Biopositive Effekte der Strahlung (Hormesis)

Bei der Frage, ob die Strahlung auch einen biopositiven Effekt haben kann, gehen die Ansichten weit auseinander. In der Fachliteratur findet man nur selten einen Hinweis auf die Hormesis, also auf den biopositiven Effekt. Für Genetiker ist es höchst unwahrscheinlich, dass eine zufällig durch ein ionisierendes Teilchen erzeugte Veränderung an den Erbanlagen eine positive Wirkung nach sich zieht. Andererseits muss man sich fragen, warum sich zahlreiche Menschen bewusst einer erhöhten Strahlenexposition durch Radon und Radium in Heilbädern wie Bad Gastein, Bad Schema, Karlsbad und anderen Orten aussetzen, um damit Arthritis, Rheuma und andere Beschwerden zu behandeln. Erfolge dieser Therapien sind wissenschaftlich belegt. Auch andere Studien über die Auswirkung natürlicher Strahlenexpositionen geben Anlass zu der Annahme, dass Bevölkerungsgruppen mit erhöhter natürlicher Strahlenexposition eher seltener an Krebs erkranken, als solche mit niedrigerer Strahlenexposition. Als Erklärung ist ein Wirkungsmechanismus denkbar, bei dem die Strahlung die Reparaturmechanismen in Zellen stimuliert beziehungsweise die Abwehrkräfte des Körpers gegen Strahlung mobilisiert.

Schlussbemerkung

Das terrestrische und kosmische Strahlenumfeld auf der Erde gehört zu den natürlichen Lebensbedingungen sämtlicher Lebewesen, die sich von Beginn ihrer Existenz an hierin entwickelt haben. Strahlenexpositionen in der Größenordnung der natürlichen Strahlendosen können folglich nicht lebensfeindlich sein. Auch ein Mehrfaches der natürlichen Strahlendosis führt zu keiner nachweisbaren Gesundheitsgefährdung, was sich aus den hohen natürlichen Strahlenexpositionen in bestimmten bewohnten Regionen der Erde ergibt. In der Fachliteratur erscheinen vermehrt Artikel, die die Hypothese, kleinste Strahlendosen haben eine biologische Wirkung, als zu konservativ (sicherheitsgerichtet) beurteilen. Effektive Jahresdosen unter 100 mSv würden zu keiner nachweisbaren Erhöhung des allgemeinen Lebensrisikos führen.
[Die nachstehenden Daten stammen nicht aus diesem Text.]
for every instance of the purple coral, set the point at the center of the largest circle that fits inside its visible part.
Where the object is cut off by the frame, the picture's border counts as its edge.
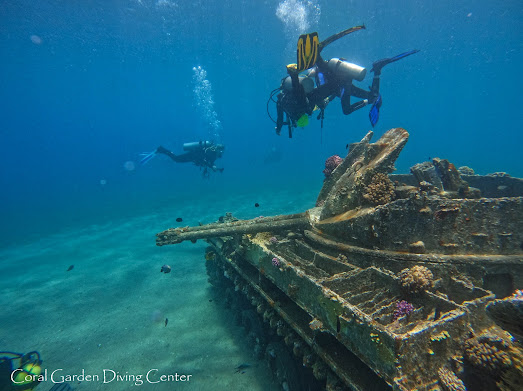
(402, 308)
(331, 163)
/1/ W. Koelzer, Natürliche und künstliche Radionuklide, Strahlenexpositionen und Strahlenwirkungen, Forschungszentrum Karlsruhe „Radioaktivität und Kernenergie“, Mai 2001
/2/ Bundesamt für Strahlenschutz, Strahlung und Strahlenschutz, 1998
/3/ Alpha-Strahlung: Die beim radioaktiven Zerfall von Atomkernen ausgesandten Heliumkerne (2 Protonen und 2 Neutronen) werden Alpha-Strahlen genannt. Beta-Strahlung: Beim Beta-Zerfall eines Atomkerns ausgesandten Elektronen bezeichnet man als Beta-Strahlen.
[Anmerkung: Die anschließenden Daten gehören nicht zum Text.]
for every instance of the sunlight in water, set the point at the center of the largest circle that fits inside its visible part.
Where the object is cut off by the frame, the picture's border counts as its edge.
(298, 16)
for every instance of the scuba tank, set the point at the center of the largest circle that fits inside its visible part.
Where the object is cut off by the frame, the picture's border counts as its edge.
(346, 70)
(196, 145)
/4/ Deutscher Bundestag, Drucksache 18/708, 03.03.2014, Umweltradioaktivität und Strahlenbelastung im Jahr 2012
/5/ Bei der biologischen Wirkung der ionisierenden Strahlung wird zwischen der deterministischen und der stochastischen Strahlenwirkung unterschieden:
Bei der deterministischen Wirkung variiert der Strahlenschaden mit der erhaltenen Strahlendosis. Es besteht ein Dosisschwellenwert, unterhalb dessen der Schaden nicht auftritt. Dieser liegt beim Menschen bei Bestrahlung des ganzen Körpers bei rund 500 mSv. Dann können sich kurzzeitige, nur vom Arzt feststellbare Veränderungen des Blutbildes zeigen /2/.
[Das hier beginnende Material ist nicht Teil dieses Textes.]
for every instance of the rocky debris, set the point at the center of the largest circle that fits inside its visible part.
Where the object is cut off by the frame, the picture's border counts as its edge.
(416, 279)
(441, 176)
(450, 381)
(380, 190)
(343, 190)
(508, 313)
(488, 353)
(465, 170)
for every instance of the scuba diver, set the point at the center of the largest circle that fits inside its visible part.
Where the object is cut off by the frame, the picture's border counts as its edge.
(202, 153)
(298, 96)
Bei der stochastischen Strahlenwirkung ist das Ausmaß des individuellen Strahlenschadens unabhängig von der erhaltenen Strahlendosis. Hingegen hängt die Wahrscheinlichkeit für das Auftreten eines Strahlenschadens von der Dosishöhe ab und ist damit für das Individuum zufallsbedingt (stochastisch). Die Zeitdauer bis zum Auftreten eines Schadens nach Bestrahlung reicht von Jahren bis Jahrzehnten.